The center is a great place for students to learn more about themselves on many levels.
“We want students to feel free to come see us or to access such groups as Queers and Allies which has replaced the Gay and Straight Alliance,” said Perdue. “If a student is interested in maybe joining a fraternity, I tell them about DLP, the progressive male fraternity on campus. Over time, it becomes visible that these students’ lives become different and change, all for the better. It makes me so happy to know that there are people who are capable of putting themselves out there and I think that’s awesome.”

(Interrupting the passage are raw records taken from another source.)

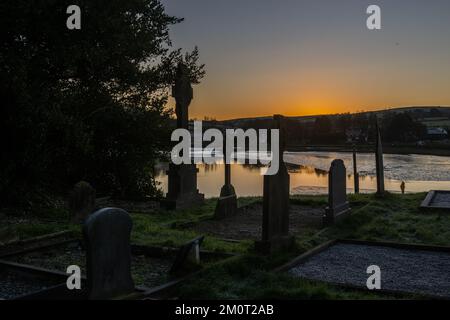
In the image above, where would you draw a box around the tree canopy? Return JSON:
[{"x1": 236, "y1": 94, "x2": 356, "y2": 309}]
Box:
[{"x1": 0, "y1": 0, "x2": 204, "y2": 208}]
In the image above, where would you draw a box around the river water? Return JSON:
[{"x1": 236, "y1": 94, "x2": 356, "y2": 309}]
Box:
[{"x1": 156, "y1": 152, "x2": 450, "y2": 198}]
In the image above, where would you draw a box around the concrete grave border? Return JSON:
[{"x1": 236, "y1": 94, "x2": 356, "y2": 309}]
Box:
[
  {"x1": 0, "y1": 234, "x2": 239, "y2": 300},
  {"x1": 273, "y1": 239, "x2": 450, "y2": 300}
]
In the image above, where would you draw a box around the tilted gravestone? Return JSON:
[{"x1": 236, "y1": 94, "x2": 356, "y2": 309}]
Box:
[
  {"x1": 375, "y1": 120, "x2": 384, "y2": 195},
  {"x1": 69, "y1": 181, "x2": 95, "y2": 223},
  {"x1": 323, "y1": 159, "x2": 350, "y2": 226},
  {"x1": 214, "y1": 139, "x2": 237, "y2": 219},
  {"x1": 169, "y1": 236, "x2": 205, "y2": 274},
  {"x1": 83, "y1": 208, "x2": 134, "y2": 299},
  {"x1": 161, "y1": 63, "x2": 204, "y2": 210},
  {"x1": 255, "y1": 115, "x2": 294, "y2": 253}
]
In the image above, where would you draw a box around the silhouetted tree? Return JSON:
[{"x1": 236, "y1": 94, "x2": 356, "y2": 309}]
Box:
[{"x1": 0, "y1": 0, "x2": 204, "y2": 208}]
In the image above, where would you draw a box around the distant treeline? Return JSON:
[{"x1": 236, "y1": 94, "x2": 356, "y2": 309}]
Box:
[
  {"x1": 218, "y1": 108, "x2": 450, "y2": 145},
  {"x1": 0, "y1": 0, "x2": 204, "y2": 208}
]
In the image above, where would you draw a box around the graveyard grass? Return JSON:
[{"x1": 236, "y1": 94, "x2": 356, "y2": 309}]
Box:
[{"x1": 0, "y1": 193, "x2": 450, "y2": 299}]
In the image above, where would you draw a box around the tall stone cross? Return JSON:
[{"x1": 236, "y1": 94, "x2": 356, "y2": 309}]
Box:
[
  {"x1": 172, "y1": 63, "x2": 194, "y2": 129},
  {"x1": 214, "y1": 132, "x2": 237, "y2": 219},
  {"x1": 255, "y1": 115, "x2": 293, "y2": 253},
  {"x1": 353, "y1": 145, "x2": 359, "y2": 194}
]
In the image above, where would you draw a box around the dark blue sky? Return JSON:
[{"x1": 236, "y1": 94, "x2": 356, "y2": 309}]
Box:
[{"x1": 163, "y1": 0, "x2": 450, "y2": 119}]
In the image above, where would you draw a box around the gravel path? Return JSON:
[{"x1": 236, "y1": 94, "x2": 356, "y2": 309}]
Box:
[
  {"x1": 289, "y1": 244, "x2": 450, "y2": 297},
  {"x1": 7, "y1": 244, "x2": 174, "y2": 287},
  {"x1": 0, "y1": 270, "x2": 58, "y2": 299},
  {"x1": 193, "y1": 203, "x2": 324, "y2": 240}
]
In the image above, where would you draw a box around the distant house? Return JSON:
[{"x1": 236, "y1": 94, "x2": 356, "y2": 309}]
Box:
[
  {"x1": 427, "y1": 128, "x2": 448, "y2": 140},
  {"x1": 345, "y1": 128, "x2": 364, "y2": 143}
]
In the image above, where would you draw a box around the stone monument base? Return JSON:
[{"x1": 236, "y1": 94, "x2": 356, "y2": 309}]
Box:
[
  {"x1": 255, "y1": 236, "x2": 295, "y2": 254},
  {"x1": 160, "y1": 193, "x2": 205, "y2": 210},
  {"x1": 322, "y1": 202, "x2": 351, "y2": 227}
]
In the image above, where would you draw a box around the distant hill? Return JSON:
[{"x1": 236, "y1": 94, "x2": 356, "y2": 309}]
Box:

According to Perdue, the campus LGBT community is welcoming. “For me, my campus community is queer,” she said. “I have worked personally with students who are closeted for various reasons including family and culture. They don’t know where to go. Some believe that, when you say LGBT, that the acronym is the same for all individuals across the board. That is why the word ‘queer’ is so awesome. It intersects with so many different groups and identities.”
Perdue believes the LGBT Student Resource Center has a mission and part of that is to have as much fun as possible, while still maintaining a consciousness.
“I want the campus to see this center as a safe and welcoming place,” she said. “If there are verbal disagreements, we direct them outside or work through them collectively. People are welcome to take a break between classes or to do their homework. I want this center to be a place where students can feel unconditional love. There are members of the LGBT community here who may have never felt unconditional love or don’t have a space where they can be themselves. I would hope this center enables that for people. After all, finding a space where you can be yourself is what university life is all about.”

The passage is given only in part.